The nebulous term “denuclearization of the Korean Peninsula” has been used to paper over fundamentally different concepts of denuclearization. Not once has North Korea ever agreed to CVID, or the complete, verifiable, and irreversible dismantlement of its nuclear weapons, although this remains the key goal of the United States, Japan, and to a lesser degree South Korea. For the Moon government, political factors make the creation of an irreversible peace regime on the Korean Peninsula much more important than achieving CVID, although it continues to pay lip service to the goal of dismantling North Korea’s nuclear program. Under Trump, CVID has been renamed FFVD, or the final, fully verified denuclearization of North Korea’s nuclear weapons.

The focus on unilateral peace by the Moon administration is dangerous because it equates North Korean commitments to denuclearization with tangible and verifiable progress toward CVID. In a September 2018 address, Moon stated that “the two Koreas agreed to a mutual cessation of hostilities on the entire Korean Peninsula. This is akin to a declaration to end the Korean War as it substantially eliminates the danger of war. Efforts will be made to demilitarize the heavily fortified Demilitarized Zone and the Joint Security Area and transform them into a symbol of peace. These are important strides towards the realization of a Korean Peninsula free from war.”55

Alluding to ongoing steps to reduce tensions, he noted that South Korea and the United States have responded positively to the actions taken by North Korea. “Our two countries stopped large-scale joint military exercises involving the deployment of strategic assets. I expect there will be significant progress in denuclearization if the leaders of North Korea and the United States sit down together again.”56 However, the lack of a viable North Korea policy under the Trump administration coupled with Trump’s penchant for the limelight and personal diplomacy has resulted in vastly different perceptions in the United States and North Korea of what was agreed to in the June 2018 Singapore summit. This became very apparent in Hanoi in February 2019 when Trump showed Kim a list of North Korean nuclear facilities that had to be dismantled if the talks were to go forward.

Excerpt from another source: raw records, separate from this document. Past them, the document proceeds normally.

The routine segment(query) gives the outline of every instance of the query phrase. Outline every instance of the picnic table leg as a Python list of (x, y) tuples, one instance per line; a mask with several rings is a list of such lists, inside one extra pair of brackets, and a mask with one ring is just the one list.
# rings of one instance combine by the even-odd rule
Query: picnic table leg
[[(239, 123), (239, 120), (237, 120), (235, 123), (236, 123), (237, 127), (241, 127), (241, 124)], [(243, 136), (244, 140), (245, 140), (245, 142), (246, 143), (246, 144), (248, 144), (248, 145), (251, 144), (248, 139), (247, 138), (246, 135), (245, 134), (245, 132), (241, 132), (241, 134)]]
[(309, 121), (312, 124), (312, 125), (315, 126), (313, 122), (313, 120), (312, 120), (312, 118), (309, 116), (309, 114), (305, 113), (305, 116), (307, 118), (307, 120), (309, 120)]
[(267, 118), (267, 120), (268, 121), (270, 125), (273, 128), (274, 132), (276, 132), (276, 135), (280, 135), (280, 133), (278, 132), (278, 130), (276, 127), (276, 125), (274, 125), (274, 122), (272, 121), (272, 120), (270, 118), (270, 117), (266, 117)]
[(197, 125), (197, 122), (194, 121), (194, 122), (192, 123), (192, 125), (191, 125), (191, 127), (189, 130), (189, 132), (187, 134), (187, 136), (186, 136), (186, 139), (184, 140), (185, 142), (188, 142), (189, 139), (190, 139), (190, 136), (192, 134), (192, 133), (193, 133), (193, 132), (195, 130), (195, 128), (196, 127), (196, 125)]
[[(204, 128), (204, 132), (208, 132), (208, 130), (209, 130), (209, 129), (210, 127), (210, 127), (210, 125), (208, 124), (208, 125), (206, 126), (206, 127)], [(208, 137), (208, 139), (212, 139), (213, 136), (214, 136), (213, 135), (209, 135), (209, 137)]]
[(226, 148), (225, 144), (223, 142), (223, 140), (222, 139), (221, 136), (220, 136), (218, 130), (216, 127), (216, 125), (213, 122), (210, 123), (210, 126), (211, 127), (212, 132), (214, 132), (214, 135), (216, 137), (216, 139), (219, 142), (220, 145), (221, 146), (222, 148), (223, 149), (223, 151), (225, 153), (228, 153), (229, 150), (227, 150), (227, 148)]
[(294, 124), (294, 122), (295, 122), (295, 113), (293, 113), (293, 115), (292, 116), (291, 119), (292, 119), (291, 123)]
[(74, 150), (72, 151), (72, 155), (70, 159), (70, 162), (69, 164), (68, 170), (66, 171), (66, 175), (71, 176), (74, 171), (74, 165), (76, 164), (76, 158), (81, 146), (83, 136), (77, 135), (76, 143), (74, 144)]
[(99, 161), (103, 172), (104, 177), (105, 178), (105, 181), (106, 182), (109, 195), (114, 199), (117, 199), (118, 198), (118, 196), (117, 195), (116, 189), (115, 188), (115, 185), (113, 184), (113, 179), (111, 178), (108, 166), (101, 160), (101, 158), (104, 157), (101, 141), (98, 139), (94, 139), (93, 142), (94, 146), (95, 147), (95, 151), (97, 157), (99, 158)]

Neither Kim nor Trump was willing to make key concessions, and the second summit was abruptly terminated.

While Trump continues to hope for a groundbreaking nuclear deal with Kim Jong Un, it is critical to understand the deep gulf that persists between the United States and North Korea over denuclearization. Despite Moon’s—or, for that matter, Trump’s—hopes, North Korea won’t give up nuclear weapons or other WMD. This is the new strategic reality that deserves undivided attention even if Trump and Kim ultimately agree on a tenuous nuclear accord for political expediency.